Nesse tempo, podia-se contar pelos
dedos as casas do arraial. Poucas. Quasi todas – ou todas? – deixando à mostra
os seus enormes esteios de braúna, madeira que dura uma eternidade. Pois à
frente de algumas dessas casas – vivendas dos habitantes mais conspícuos –
reuniam-se os que iam ouvir a leitura do “Itabapoana” do dia, cuja matéria
consistia de versos humorísticos, contos ligeiros, anedoctas, piadas de
almanack, porque naquelle tempo ainda não havia “motivo” para “chamar-se” a
attenção dos poderes competentes”, cogitar-se de melhoramentos locaes, dado que
cada morador se contentava com ter limpa a frente da sua casa e a vida corria
mansa qual manso lago...
- Mas, e depois?
- Ah! depois, bem depois, quando a
terra bonjesuense começava a vestir roupagens novas é que surgiu entre outro
“Itabapoana”, segunda phase, dirigido
pelo grande jornalista Menezes Wanderley, progenitor do meu collega Renato
Wanderley.
Menezes Wanderley fez um “Itabapoana” intelectual e
materialmente bem feito e por uns cinco annos circulou nesta Bom Jesus, até que
desappareceu com a ida de seu fundador para Friburgo, onde ainda se encontra
emprestando o brilho de sua Penna aos jornaes daquella bonita cidade
fluminense.
- E depois?
- Depois, “seu” Desdedit, appareceu o “Correio Popular", de Pompeu Tostes. Vida curta. Em
seguida “O Álbum” redactoriado por Nelson Paixão e R. Wanderley. Quatro números
apenas. Após, veio à lume, em terceira phase, o “Itabapoana”, sob a direcção de
R. Wanderley. Um anno e tanto de existência.

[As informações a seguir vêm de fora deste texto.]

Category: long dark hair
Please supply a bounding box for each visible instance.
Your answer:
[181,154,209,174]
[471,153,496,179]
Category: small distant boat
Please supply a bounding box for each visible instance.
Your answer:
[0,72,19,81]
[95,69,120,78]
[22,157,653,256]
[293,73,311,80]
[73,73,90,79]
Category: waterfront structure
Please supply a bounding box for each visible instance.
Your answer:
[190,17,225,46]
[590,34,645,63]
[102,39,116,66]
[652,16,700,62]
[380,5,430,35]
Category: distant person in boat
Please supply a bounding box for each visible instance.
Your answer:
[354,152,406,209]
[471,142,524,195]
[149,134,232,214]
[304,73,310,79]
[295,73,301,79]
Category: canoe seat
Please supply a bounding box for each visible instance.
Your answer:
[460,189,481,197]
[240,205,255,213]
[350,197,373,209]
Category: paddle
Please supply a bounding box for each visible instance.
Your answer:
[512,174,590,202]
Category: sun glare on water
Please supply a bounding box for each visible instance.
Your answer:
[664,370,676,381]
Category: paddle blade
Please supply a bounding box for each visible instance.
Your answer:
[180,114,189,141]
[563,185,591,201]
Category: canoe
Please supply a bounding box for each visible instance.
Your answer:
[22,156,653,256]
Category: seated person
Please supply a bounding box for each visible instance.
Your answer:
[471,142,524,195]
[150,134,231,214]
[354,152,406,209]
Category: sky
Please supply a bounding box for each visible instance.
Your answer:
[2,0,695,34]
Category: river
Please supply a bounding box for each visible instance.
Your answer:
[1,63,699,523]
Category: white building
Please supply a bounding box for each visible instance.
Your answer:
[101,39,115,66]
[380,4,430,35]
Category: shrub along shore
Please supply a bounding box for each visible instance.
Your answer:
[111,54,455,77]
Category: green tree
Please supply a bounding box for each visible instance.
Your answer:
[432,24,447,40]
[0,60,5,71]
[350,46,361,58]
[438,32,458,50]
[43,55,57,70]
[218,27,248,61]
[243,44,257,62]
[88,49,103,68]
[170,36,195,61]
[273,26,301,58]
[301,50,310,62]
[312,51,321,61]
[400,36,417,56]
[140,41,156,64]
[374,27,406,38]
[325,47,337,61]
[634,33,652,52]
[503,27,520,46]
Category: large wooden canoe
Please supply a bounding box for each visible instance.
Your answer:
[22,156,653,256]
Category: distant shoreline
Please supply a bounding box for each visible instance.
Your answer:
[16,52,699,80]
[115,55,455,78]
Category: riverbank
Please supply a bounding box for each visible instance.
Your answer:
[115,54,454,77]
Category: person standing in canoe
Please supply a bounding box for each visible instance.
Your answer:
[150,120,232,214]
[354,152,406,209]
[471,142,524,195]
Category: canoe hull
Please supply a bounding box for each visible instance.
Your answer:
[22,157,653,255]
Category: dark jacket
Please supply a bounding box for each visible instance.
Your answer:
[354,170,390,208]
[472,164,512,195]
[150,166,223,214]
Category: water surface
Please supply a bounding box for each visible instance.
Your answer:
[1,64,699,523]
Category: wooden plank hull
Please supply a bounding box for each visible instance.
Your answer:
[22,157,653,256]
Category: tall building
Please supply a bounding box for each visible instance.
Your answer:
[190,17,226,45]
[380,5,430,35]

Pausa prolongada, até surgir “O Norte”, jornal bem feito,
sob a direcção do Rvmo. Padre Mello, penna brilhantíssima. Foi pena: durou
pouco.
Grande pausa. Surgiu a seguir “Bom Jesus-Jornal”, sob a
direcção de Osório Carneiro, tendo como redactores Octacilio Aquino, Renato
Wanderley, Willis Cunha e gerência de José Tarouquella. Pouco mais de anno e
sumiu-se.
Depois tivemos “O Momento”, que num momento virou sorvete.
- E depois?
- Ah! depois veio “A Voz do Povo”, em formato esquimau; com
novo alento cresceu mais e hoje está com este grande formato e uma tiragem de
2.500 exemplares. Dirigido com segurança por Osório Carneiro; sob a gerência do
baluarte José Maria Garcia; neste jornal escrevem com assiduidade todos
aquelles que já se habituaram às lides da imprensa: Rvdmo. Padre Mello,
Octacilio Aquino, Renato Wanderley e Romeu Couto. Houve também época brilhante
com José Côrtes Coutinho e Napoleão Teixeira, o primeiro actualmente advogando
e exercendo o magistério em Friburgo e o segundo hoje tenente-médico do
Exército.
- E depois?
- Não há mais depois. “A Voz do Povo”, aqui está e estará
até a consummação dos séculos.
- Amém.
J.
João
Jornal A Voz do Povo, Anno VI, n. 265, 04/02/1939. Acervo ECLB.